Satsueisha

Now slightly better, but not much

August 10, 2008 · Leave a Comment

The Straits Times Front Page for August 8, 2008

The Straits Times Front Page for August 8, 2008

The Straits Times unveiled its redesign three days ago on August 8. After looking at two days of the new look paper (Sunday Times retained its look), what’s my verdict?

Nothing much changed.

It’s still the same old The Straits Times with a change of clothes. Inside though, everything remains. It still toes the party line (which party you know quite well), and the Review & Forum pages have the same old boring stuff.

The day after, a whole page was dedicated to self-praise, with readers writing in to praise the editor, the colorful pages, and how “interesting” everything looks.

Nothing much really changed. You still have the self-congratulatory writers, and the old mindset: Print Is King.

Straitstimes.com

It still looks terrible, mostly because there’s no proper guide, the CSS is buggy, and their videos are sub-standard. Reporters aren’t filing for the web – they are still filing for print. Everyone who has been on the web for long enough knows print headlines can’t work well on the web, yet ST still uses the same headlines on both platforms.

On the top there’s an option for Straits Times Digital, basically for people who want to see the newspaper in “print form” online, but why repeat the nameplate twice?
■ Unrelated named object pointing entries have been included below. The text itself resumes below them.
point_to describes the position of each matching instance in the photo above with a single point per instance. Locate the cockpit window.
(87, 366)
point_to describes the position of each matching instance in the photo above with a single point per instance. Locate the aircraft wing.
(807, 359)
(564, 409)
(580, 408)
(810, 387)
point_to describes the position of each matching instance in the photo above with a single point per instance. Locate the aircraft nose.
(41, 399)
The scrolling headlines aren’t clickable, and there are two search forms – one for rednano.sg at the top right, and the real search bar at the bottom left is tiny.

Not much thought had been put into the redesign, because websites are supposed to be the new face of newspapers, yet little has been invested on straitstimes.com. Yawning Bread also said the “homepages are a mess”. Well, that’s what you get when you put people who designed Stomp onto your web redesign team.

The editor of straitstimes.com Joanne Lee apologised and said:

WE apologise for the difficulties that you may be encountering on this site. In redesigning and making changes to it, the operations of the site have been affected – as well as the way it looks, including on this home page.

Our technical team has been working to resolve the problems on this since Aug 8. We hope you’ll bear with us as we continue our repair efforts.

But now let’s talk about the newspaper itself:

Nameplate

Editor Han Fook Kwang says the nameplate reflects ST’s tradition, but Big Caslon reall doesn’t work here. The Egyptian typeface worked well on the old nameplate, but use the same concept on Big Caslon, and your nameplate falls flat.

The full-stop at the end of the nameplate? Utter rubbish. It was there to enhance the Egyptian serifs, but with Big Caslon’s curves, it looks out of place, and making it orange makes it even worse.

P.S. Mr Han, it’s a nameplate, not a masthead! The masthead’s the area with your name beside it.

Skybox

The area right below the nameplate’s called the skybox, but anyway it looks great now. Great idea to have all your URLs right below it – prominent and it works.

Headlines

Short and snappy. News and commentary set in Rocky, Sports is set in Benton. Rocky’s fine, but Benton looks weird.

Body text

Now in Quiosco, the editors can squeeze more words in without compromising on readability. Nothing much different here.

Page headers

Okay these look better because of the higher contrast.

One thing’s for sure though: Too many parts. There’s all the way till Part E, which is sickening. The paper’s too thick and chock full of ads. I want content! And since the headlines got snappier, can’t the text too?

I still like the Danilo Black design better.